An iconic Carl Sagan Moment: Sagan juggling with the solar system in an episode of "Cosmos"
First Mr Spock, then Professor Sagan. Following up on the previous post, Bob Pappalardo’s education as a planetary scientist continued:
...During high school, Bob worked at Vanderbilt Planetarium in Centerport, Long Island, not far from his house. A few years later at Cornell University in Ithaca, he found the field of planetary science the way everyone else in the wider discipline did: through a Carl Sagan Moment. Upon enrolling, Bob had intended to take up the ancient art of astronomy, but problem the first: there was no astronomy major proper at Cornell; the field was taught under physics. Problem the second: physics. Bob therefore switched studies, his base camp now the university’s new geology building. Myriad mineralogy labs lined the hallways, and to study the stuff of the Earth was to spend long days and late nights in them, over big, binocular-type microscopes adorning tall black lab tables. Pappalardo was seated in one such lab on one such night behind one such microscope when another student, first name John, last name Berner, and so of course they called him Bunsen, walked in.
Hey, Bob, asked Bunsen, you know about this course Sagan is offering? This course on icy moons?
Bob did not know about this course Carl Sagan was offering, this course on icy moons, but he went home that night, pulled out the course catalog, and looked it up. ICES AND OCEANS IN THE OUTER SOLAR SYSTEM. Instructor: SAGAN, CARL.

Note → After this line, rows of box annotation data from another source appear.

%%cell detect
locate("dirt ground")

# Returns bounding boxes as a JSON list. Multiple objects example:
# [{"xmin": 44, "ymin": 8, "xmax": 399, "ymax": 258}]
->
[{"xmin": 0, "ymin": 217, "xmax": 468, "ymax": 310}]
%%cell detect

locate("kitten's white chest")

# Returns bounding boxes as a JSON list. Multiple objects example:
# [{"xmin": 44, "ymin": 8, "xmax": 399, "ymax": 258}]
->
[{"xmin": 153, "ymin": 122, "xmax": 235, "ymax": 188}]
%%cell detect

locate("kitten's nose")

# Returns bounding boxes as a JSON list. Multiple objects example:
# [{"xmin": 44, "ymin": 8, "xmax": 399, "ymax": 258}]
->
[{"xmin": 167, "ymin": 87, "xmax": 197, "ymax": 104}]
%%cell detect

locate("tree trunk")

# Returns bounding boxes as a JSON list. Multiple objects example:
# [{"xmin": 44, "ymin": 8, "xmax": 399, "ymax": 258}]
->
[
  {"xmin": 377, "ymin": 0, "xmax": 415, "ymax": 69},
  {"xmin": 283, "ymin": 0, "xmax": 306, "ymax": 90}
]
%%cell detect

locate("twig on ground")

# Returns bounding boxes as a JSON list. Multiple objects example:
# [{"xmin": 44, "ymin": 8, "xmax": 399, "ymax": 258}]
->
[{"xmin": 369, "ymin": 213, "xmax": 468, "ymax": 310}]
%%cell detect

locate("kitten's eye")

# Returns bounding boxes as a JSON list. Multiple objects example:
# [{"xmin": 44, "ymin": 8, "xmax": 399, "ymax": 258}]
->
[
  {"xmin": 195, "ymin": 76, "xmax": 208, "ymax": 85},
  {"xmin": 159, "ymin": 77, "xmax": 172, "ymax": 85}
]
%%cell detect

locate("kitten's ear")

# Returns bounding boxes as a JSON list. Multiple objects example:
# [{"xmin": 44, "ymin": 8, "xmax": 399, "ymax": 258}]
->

That Carl Sagan, yes. He of Cornell, yes, of course. The prominent professor was for Bob part of the university’s initial allure. But Sagan didn’t always teach, had a lot going on. Carl Sagan, recently of Cosmos (book and television series) and The Tonight Show with Johnny Carson (television series). Carl Sagan, of the NASA spacecraft Voyager 1 and 2, the robotic explorers that in 1979 transformed the four telescopic dots of Jupiter’s moons into jaw-dropping globes of fire and ice,and later, around Saturn, revealed worlds diverse, living, geologically active, almost fully-fledged and practically planets (further study needed). Carl Sagan of the spacecraft Viking 1 and 2, which in 1976 revealed the Martian surface to be barren, though certainly in possession of everything necessary for life to exist (further study needed). Carl Sagan, a superstar in a profession bereft even of minor celebrities, who brought astrophysics into blue-collar living rooms, who in turtlenecks and with windswept hair spoke like a philosopher, practically in verse and presented the the pursuit of knowledge as something intrinsic and vital to the soul of every human being, who used his platform and lilting baritone to advance social causes, who planned protests against nuclear weapons test sites, arms linked with fellow activists, who crossed police lines and was placed gladly under arrest---Armageddon’s Thoreau---in order to advance his cause. Page one the next day: a rebel astronomer in handcuffs! Carl Sagan with a Ph.D. behind his name and a childlike imagination in his head, who had, for example, lobbied for light to be added to the Viking lander so that at night martian animals might be attracted to it and scurry up to investigate. Well, why not? Nobody knew what waited on the surface of the Red Planet.
That Carl Sagan.
---from “The Mission: A True Story” by David W. Brown.